CESM icon indicating copy to clipboard operation
CESM copied to clipboard

Revise documentation on how to use a branch of a component within a CESM checkout

Open billsacks opened this issue 4 years ago • 20 comments

I periodically get questions about how to point to a branch of a component (say, CAM, CTSM or CISM) within a CESM checkout (most recently from @Ivanderkelen). We have some documentation in the CESM README file, but I'm not sure that what we have is actually the method that makes the most sense. In particular, there are at least two problems with telling people to point to their branch in Externals.cfg:

  1. Support for branches with manage_externals still leaves a lot to be desired (see https://github.com/ESMCI/manage_externals/issues/34)

  2. Additional problems are caused if you change an Externals.cfg file in the middle of the tree (rather than the top-level file). For example, if you want to point to a different version of FATES (an external of CTSM), you might be tempted to modify the file components/clm/Externals_CLM.cfg. However, if you do that, when you rerun manage_externals from the top level (from the root of the CESM clone), you will get an error because the components/clm external has a modified file. (@ekluzek has suggested allowing checkout_externals to proceed if there are modifications in these Externals files. This may be worth considering, although it might be hard to implement and the implications should be thought through carefully.)

So I'm inclined to recommend that people checkout their branch using regular git commands. For example, if you want to checkout your branch of CTSM in a CESM checkout, I would recommend getting CESM as normal and doing an initial run of manage_externals/checkout_externals. Then do:

cd components/clm
git remote add ...
git fetch ...
git checkout ...

However, this isn't completely straightforward if your branch is of a component that has its own sub-externals (e.g., you have a branch of CTSM, which has a FATES external). In this case, I would probably still recommend using the above procedure to get your branch, but then getting any sub-externals by running the following from within components/clm (NOT from the CESM top level):

./manage_externals/checkout_externals clm

I'd like to hear some thoughts from others. I don't feel in a rush to update this documentation, so I think it's best if we take some time to gather thoughts until we feel pretty happy with a recommendation for users.

@gold2718 @cacraigucar @nusbaume @ekluzek @Katetc @mnlevy1981 @alperaltuntas @jedwards4b @mvertens @rsdunlapiv @uturuncoglu

billsacks avatar Mar 18 '20 18:03 billsacks

I think there may not be a one-size-fits-all recommendation. I end up doing both approaches depending on my needs.

I personally start out with changing the Externals.cfg file and pointing to my branch in it. That is easy and suits my needs a good portion of the time.

At other times(listed below), I will remove (or rename) the component in question and by hand do a git clone ... git checkout...
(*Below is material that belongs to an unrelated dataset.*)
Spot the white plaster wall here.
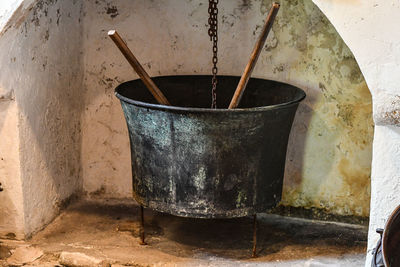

The times that I retrieve the component by hand are:

  • I have made mods anywhere and checkout_externals doesn't work
  • I plan on making mods to my fork, so I don't have a detached head and can commit my changes easily

I suppose we could document the two approaches along with the times when a user might prefer one over the other.

cacraigucar avatar Mar 18 '20 19:03 cacraigucar

Hi all,

I really, really prefer to work with the Externals.cfg files. I find that they are an important way to document exactly which versions of which components you are using for your experiments. This is super important for papers and reproducibility. I think it would be very valuable to have manage_externals ignore the changes to an Externals.cfg file, so that all checkouts can be done using one method and one tool. That would be my vote.

Katetc avatar Mar 18 '20 19:03 Katetc

If we were to additionally modify manage_externals to have a flag to allow checkouts to not have detached heads, then I too could depend on it 100% of the time (assuming Kate's suggestion was also addressed).

cacraigucar avatar Mar 18 '20 19:03 cacraigucar

@cacraigucar if the top level external points to a branch in a component, by default it checks it out as a detached-head, but you can change it to a branch using git commands, and manage_externals will continue to work correctly after that. Now, it does seem like having an option for manage_externals to checkout the branch properly rather than as a detached head would be useful here.

ekluzek avatar Mar 18 '20 20:03 ekluzek

The way I recommend is that if the component in question is at the top level (in Externals.cfg) you edit it there and use manage_externals to manage the branch. If you have to point to something that's in a lower level -- right now you have to do it with git commands.

One advantage of using manage_externals for Externals.cfg is that the CIME case system documents manage_externals results along the way. So if the top level Externals.cfg file is correct it's going to add it to the documentation of the case or test. It'll also give good documentation when you run the status command. That's part of why I think it's good when you can to use manage_externals for at least the top level.

ekluzek avatar Mar 18 '20 20:03 ekluzek

@cacraigucar also has a good point about when you have uncommitted mods. Sometimes you have something small that you don't really want to commit or create a branch for. One answer is git's "stash" command that allows you to keep a few of these types of things around with a little less overhead. It still has some overhead though.

Personally I usually work around it either by using "git stash" or by saving a local copy of what I changed before running manage_externals and then copy it back in afterwards. Saving a copy works when it's a single file, which is my typical case for wanting to do that.

ekluzek avatar Mar 18 '20 20:03 ekluzek

@Katetc I'm not sure what you mean by this...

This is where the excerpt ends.